I didn’t like the fact that Gilbert seemed pleased by my mother’s attention. I felt like she was infringing on my territory and that she was doing it on purpose—trying to show me she could conquer him if she wanted to, that she could win. I stopped going out with him shortly afterward.
All during my growing up years, my mother punished me by spanking me, and then, later on, by using a tree switch or strap. I always felt like she had a right to hit me in these ways and that I deserved the punishment when I got it. But starting my junior year, her tactics changed and she started slapping me in the face. It often happened quickly, without warning, and it wasn’t punishment—it was pure rage. It was usually in
reaction to something I said to her and it hurt far more than a beating because it was so humiliating, shocking, and insulting. And because I didn’t feel I deserved it.
It happened if I “talked back” to her, which meant I’d dared to disagree with her or question her. It happened often when she was drunk. It was her way of asserting her power and control. Perhaps she sensed my growing confidence, my growing strength, and she needed to knock me down a peg or two.
But unlike her switchings, her face slaps didn’t serve the purpose of humbling me and making me regret my actions. More and more, the slaps served to stoke the flames of my growing hatred and rage toward her.
One night, we came to blows. I don’t remember what started it. I probably talked back to her and she slapped me in the face, as she had so many times before. But this time something snapped inside of me. In an instant, without thinking, I slapped her back.

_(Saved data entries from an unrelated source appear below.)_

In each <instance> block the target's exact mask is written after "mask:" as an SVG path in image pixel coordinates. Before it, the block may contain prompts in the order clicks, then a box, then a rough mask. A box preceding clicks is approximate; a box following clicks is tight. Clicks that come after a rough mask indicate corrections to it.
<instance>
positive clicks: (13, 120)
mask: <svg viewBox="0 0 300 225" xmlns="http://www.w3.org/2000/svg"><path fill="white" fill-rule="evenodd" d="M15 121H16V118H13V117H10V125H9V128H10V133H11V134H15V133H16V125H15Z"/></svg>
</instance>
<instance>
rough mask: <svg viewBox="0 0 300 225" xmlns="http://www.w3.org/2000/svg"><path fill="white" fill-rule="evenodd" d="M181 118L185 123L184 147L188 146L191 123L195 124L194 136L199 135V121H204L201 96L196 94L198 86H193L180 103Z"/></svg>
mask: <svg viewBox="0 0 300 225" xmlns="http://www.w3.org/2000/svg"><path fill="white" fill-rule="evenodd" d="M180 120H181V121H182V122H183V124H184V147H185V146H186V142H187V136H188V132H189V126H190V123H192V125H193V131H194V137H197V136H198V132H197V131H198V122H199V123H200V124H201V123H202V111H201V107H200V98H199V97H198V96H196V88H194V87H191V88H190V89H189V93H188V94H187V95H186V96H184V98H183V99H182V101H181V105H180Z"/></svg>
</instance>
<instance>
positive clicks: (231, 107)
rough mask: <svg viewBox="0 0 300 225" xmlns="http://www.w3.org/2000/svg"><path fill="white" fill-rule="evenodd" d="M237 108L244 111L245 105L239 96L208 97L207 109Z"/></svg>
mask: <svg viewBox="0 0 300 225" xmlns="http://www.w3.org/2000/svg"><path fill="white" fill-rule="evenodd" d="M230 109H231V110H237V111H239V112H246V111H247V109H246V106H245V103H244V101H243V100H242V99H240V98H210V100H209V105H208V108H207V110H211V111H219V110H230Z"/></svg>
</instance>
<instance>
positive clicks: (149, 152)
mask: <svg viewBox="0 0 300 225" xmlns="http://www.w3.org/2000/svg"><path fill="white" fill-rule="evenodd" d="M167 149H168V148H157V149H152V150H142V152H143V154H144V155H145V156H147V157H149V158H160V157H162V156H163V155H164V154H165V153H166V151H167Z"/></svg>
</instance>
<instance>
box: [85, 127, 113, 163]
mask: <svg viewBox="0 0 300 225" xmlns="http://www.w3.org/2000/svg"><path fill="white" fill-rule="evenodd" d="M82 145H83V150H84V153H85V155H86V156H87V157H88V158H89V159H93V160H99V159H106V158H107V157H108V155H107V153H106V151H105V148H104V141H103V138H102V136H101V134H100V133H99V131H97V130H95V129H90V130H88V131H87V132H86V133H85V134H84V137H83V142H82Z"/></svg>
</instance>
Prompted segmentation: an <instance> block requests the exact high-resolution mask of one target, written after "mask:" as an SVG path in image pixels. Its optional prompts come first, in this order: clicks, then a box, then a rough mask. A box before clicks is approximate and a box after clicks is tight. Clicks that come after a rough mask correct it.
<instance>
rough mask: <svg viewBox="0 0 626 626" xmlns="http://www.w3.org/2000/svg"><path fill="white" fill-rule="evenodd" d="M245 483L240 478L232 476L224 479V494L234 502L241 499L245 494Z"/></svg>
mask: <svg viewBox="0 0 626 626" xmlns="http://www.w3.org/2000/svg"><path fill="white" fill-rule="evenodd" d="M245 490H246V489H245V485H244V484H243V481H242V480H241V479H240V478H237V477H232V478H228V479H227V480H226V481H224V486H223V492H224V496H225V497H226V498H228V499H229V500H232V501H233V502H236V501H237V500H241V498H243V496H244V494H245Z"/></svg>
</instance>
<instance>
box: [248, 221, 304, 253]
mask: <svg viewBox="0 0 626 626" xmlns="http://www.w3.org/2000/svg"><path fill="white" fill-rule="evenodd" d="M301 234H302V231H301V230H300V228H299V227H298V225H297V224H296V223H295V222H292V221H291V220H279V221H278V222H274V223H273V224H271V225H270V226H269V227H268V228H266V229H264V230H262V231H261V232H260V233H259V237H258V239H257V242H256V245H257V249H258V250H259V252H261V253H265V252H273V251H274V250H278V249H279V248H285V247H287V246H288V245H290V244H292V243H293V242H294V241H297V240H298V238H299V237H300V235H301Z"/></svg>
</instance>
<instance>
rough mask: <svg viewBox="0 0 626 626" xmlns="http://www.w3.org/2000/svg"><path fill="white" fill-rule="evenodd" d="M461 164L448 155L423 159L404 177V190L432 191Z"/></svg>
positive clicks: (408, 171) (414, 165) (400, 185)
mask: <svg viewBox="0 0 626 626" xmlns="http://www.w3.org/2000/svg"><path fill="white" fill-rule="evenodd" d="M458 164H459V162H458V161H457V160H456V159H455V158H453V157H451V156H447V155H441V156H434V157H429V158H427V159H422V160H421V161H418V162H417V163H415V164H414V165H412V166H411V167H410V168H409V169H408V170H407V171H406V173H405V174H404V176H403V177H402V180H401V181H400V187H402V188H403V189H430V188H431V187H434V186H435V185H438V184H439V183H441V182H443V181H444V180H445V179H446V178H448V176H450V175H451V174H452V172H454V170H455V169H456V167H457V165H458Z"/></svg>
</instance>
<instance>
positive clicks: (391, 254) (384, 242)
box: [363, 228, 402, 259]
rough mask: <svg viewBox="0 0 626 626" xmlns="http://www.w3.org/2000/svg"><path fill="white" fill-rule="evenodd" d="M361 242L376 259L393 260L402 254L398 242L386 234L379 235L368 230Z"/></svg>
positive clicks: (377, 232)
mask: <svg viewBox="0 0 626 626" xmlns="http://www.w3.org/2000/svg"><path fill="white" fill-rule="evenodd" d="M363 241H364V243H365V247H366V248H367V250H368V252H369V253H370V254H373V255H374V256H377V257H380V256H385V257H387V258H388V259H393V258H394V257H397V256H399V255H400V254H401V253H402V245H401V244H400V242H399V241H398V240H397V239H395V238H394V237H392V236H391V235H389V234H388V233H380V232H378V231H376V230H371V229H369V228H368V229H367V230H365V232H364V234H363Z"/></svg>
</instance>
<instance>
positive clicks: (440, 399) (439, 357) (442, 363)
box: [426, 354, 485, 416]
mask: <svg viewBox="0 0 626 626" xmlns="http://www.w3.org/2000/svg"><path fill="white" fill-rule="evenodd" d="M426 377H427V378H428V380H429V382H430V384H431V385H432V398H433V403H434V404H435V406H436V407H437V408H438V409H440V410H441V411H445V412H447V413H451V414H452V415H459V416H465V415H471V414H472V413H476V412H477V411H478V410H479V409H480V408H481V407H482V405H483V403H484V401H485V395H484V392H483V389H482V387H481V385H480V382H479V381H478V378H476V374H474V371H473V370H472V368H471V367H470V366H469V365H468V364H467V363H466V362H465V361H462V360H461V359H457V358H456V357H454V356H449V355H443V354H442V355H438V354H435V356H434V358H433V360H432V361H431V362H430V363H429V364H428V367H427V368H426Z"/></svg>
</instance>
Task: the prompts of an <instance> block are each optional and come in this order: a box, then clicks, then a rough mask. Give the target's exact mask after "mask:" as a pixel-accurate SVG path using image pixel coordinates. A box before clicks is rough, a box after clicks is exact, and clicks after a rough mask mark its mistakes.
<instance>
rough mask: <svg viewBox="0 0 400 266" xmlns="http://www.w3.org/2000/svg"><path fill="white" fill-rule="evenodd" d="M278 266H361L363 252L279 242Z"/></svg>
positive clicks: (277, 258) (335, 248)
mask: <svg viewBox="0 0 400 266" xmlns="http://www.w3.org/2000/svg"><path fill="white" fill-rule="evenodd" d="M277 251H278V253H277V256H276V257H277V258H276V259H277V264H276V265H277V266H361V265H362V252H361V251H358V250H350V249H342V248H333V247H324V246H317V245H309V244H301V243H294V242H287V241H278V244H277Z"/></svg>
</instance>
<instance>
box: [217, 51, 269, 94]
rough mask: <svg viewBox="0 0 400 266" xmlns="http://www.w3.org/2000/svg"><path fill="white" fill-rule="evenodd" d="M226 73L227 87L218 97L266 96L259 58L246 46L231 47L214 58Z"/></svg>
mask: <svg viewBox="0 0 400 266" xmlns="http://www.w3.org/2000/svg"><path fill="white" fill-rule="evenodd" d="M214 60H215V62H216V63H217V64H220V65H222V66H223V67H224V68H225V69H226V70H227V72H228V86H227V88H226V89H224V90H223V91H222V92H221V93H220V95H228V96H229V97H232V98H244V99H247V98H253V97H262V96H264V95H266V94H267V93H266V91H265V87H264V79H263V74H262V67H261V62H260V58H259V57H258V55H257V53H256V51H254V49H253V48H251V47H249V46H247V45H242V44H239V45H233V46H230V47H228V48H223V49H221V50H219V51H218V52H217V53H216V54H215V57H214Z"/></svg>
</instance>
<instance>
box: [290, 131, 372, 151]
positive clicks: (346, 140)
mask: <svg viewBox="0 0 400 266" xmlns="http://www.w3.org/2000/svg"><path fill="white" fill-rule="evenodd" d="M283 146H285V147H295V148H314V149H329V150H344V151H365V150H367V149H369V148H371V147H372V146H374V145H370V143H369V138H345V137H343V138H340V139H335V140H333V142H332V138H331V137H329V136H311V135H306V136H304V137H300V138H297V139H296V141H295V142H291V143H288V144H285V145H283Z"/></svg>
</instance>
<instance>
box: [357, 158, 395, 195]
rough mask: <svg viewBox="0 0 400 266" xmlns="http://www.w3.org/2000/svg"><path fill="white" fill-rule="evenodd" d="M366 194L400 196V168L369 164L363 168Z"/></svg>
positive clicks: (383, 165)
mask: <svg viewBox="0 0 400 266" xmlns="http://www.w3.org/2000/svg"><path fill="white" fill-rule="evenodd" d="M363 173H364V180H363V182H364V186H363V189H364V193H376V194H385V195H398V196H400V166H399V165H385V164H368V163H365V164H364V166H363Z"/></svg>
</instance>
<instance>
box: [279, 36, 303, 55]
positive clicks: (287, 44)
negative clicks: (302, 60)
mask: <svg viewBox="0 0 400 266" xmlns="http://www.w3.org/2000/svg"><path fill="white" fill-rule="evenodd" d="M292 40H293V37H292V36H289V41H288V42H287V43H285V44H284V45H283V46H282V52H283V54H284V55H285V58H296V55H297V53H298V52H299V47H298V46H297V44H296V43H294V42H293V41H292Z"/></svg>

At first she looked shocked but that look immediately turned to absolute hatred. She slapped me back, and once again I slapped her. Then it turned into an out-and-out brawl. We hit each other anywhere we could make contact. We pushed each other around the living room, up against walls, and finally fell onto the couch. From there, we tumbled onto the floor.

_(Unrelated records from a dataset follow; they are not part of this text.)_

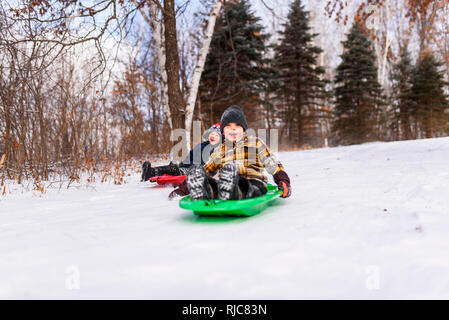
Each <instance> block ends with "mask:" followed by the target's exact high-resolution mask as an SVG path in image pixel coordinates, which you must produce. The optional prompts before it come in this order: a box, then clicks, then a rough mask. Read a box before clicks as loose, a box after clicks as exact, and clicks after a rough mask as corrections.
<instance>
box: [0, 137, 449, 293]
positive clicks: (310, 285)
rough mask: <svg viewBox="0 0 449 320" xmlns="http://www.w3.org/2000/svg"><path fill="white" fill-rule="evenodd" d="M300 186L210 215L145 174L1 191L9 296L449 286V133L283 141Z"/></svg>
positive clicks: (438, 291) (338, 292)
mask: <svg viewBox="0 0 449 320" xmlns="http://www.w3.org/2000/svg"><path fill="white" fill-rule="evenodd" d="M279 157H280V159H281V161H282V162H283V164H284V166H285V167H286V169H287V172H288V173H289V175H290V177H291V179H292V187H293V195H292V197H291V198H289V199H286V200H284V199H282V200H280V201H279V204H278V205H277V206H275V207H271V208H269V209H267V210H266V211H265V212H263V213H261V214H260V215H257V216H254V217H251V218H238V219H237V218H229V219H217V218H199V217H196V216H194V215H193V214H191V213H190V212H188V211H184V210H182V209H180V208H179V207H178V203H177V201H168V200H167V195H168V193H169V192H170V191H171V188H161V187H158V186H153V185H151V184H150V183H141V182H139V178H140V177H139V176H138V174H137V173H134V175H135V179H130V178H129V179H128V180H130V181H131V182H130V183H128V184H125V185H119V186H115V185H102V184H98V185H97V186H96V187H95V188H93V189H92V188H89V189H79V190H77V189H73V190H65V191H64V190H61V191H59V192H58V191H57V190H50V191H48V192H47V194H46V195H45V196H43V197H36V196H33V195H32V194H31V193H25V194H18V195H10V196H8V197H7V198H1V202H0V298H4V299H5V298H6V299H8V298H25V299H35V298H38V299H39V298H59V299H85V298H87V299H91V298H137V299H140V298H168V299H218V298H220V299H230V298H232V299H278V298H286V299H302V298H305V299H309V298H336V299H346V298H371V299H397V298H401V299H402V298H404V299H415V298H424V299H427V298H429V299H430V298H436V299H439V298H445V299H449V258H448V252H449V232H448V231H449V200H448V198H447V194H448V189H449V188H448V187H449V167H448V163H447V160H448V159H449V139H448V138H440V139H429V140H418V141H404V142H394V143H370V144H364V145H360V146H351V147H339V148H329V149H319V150H308V151H298V152H287V153H280V154H279Z"/></svg>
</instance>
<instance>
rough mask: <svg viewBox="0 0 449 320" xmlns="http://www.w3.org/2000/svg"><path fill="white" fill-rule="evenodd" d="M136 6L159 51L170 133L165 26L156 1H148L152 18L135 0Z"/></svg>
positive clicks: (161, 91)
mask: <svg viewBox="0 0 449 320" xmlns="http://www.w3.org/2000/svg"><path fill="white" fill-rule="evenodd" d="M133 3H134V5H135V6H136V7H137V8H139V11H140V13H141V15H142V17H143V18H144V20H145V21H146V22H147V23H148V25H149V26H150V28H151V32H152V36H153V40H154V45H155V47H156V49H157V59H158V63H159V70H160V71H159V72H160V76H161V78H160V80H161V87H162V88H161V94H162V96H161V104H162V108H163V110H164V113H165V116H166V118H167V122H168V126H169V127H170V131H172V130H173V121H172V117H171V112H170V108H169V106H168V88H167V70H166V69H165V61H166V56H165V40H164V25H163V24H162V22H161V20H160V19H159V17H158V8H157V5H156V3H155V2H154V1H148V5H149V7H150V9H149V14H150V17H148V16H147V14H146V12H145V10H144V7H142V6H140V4H139V3H138V2H137V1H136V0H133Z"/></svg>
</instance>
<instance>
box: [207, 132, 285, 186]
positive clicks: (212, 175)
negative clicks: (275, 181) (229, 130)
mask: <svg viewBox="0 0 449 320" xmlns="http://www.w3.org/2000/svg"><path fill="white" fill-rule="evenodd" d="M230 162H231V163H235V164H236V165H237V167H238V169H239V175H240V176H241V177H244V178H247V179H259V180H261V181H262V182H264V183H265V184H266V183H267V181H268V179H267V177H266V176H265V175H264V173H263V170H264V169H266V170H267V172H268V173H269V174H271V175H274V174H276V173H277V172H279V171H280V170H282V171H285V170H284V168H283V167H282V164H281V163H280V162H279V161H278V159H277V157H276V156H275V155H274V154H273V153H271V152H270V150H269V149H268V147H267V146H266V144H265V143H264V142H263V141H262V140H260V139H259V138H257V137H254V136H246V135H245V136H244V137H243V138H242V139H240V140H239V141H237V142H234V143H232V142H228V141H225V142H224V143H223V144H221V145H220V146H218V147H217V148H215V150H214V152H213V153H212V154H211V156H210V159H209V161H208V162H207V163H206V164H205V165H204V169H205V170H206V172H207V173H208V174H209V175H210V176H214V175H215V174H216V173H217V172H219V171H220V170H221V169H222V168H223V166H224V165H225V164H226V163H230Z"/></svg>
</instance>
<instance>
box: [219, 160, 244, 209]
mask: <svg viewBox="0 0 449 320" xmlns="http://www.w3.org/2000/svg"><path fill="white" fill-rule="evenodd" d="M238 182H239V170H238V168H237V166H236V165H235V164H233V163H227V164H225V165H224V167H223V168H222V169H221V173H220V179H219V180H218V183H217V185H218V199H220V200H239V199H242V194H241V192H240V189H239V186H238Z"/></svg>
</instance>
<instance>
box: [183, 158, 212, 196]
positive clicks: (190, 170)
mask: <svg viewBox="0 0 449 320" xmlns="http://www.w3.org/2000/svg"><path fill="white" fill-rule="evenodd" d="M186 183H187V188H188V189H189V193H190V198H191V199H192V200H209V199H211V194H212V190H211V187H210V185H209V183H208V177H207V173H206V171H205V170H204V168H203V166H201V165H194V166H192V168H191V169H190V170H189V174H188V175H187V179H186Z"/></svg>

I was livid with rage and my rage gave me strength. But in spite of this, in spite of the fact that I outweighed my mother by at least twenty pounds and I was forty years younger than her, my mother managed to pin me down on the floor. I was spitting mad as I struggled to get up, but to no avail. My mother had kicked my butt. If she’d intended to knock me down a peg or two, she had succeeded. I was utterly humiliated.
chapter 34
I was having a great day. It seemed that positive things just kept happening all day long and everything was going my way. It was near the end of the school year and my English teacher, Mrs. Lester, asked me if I could stay after class so she could talk to me.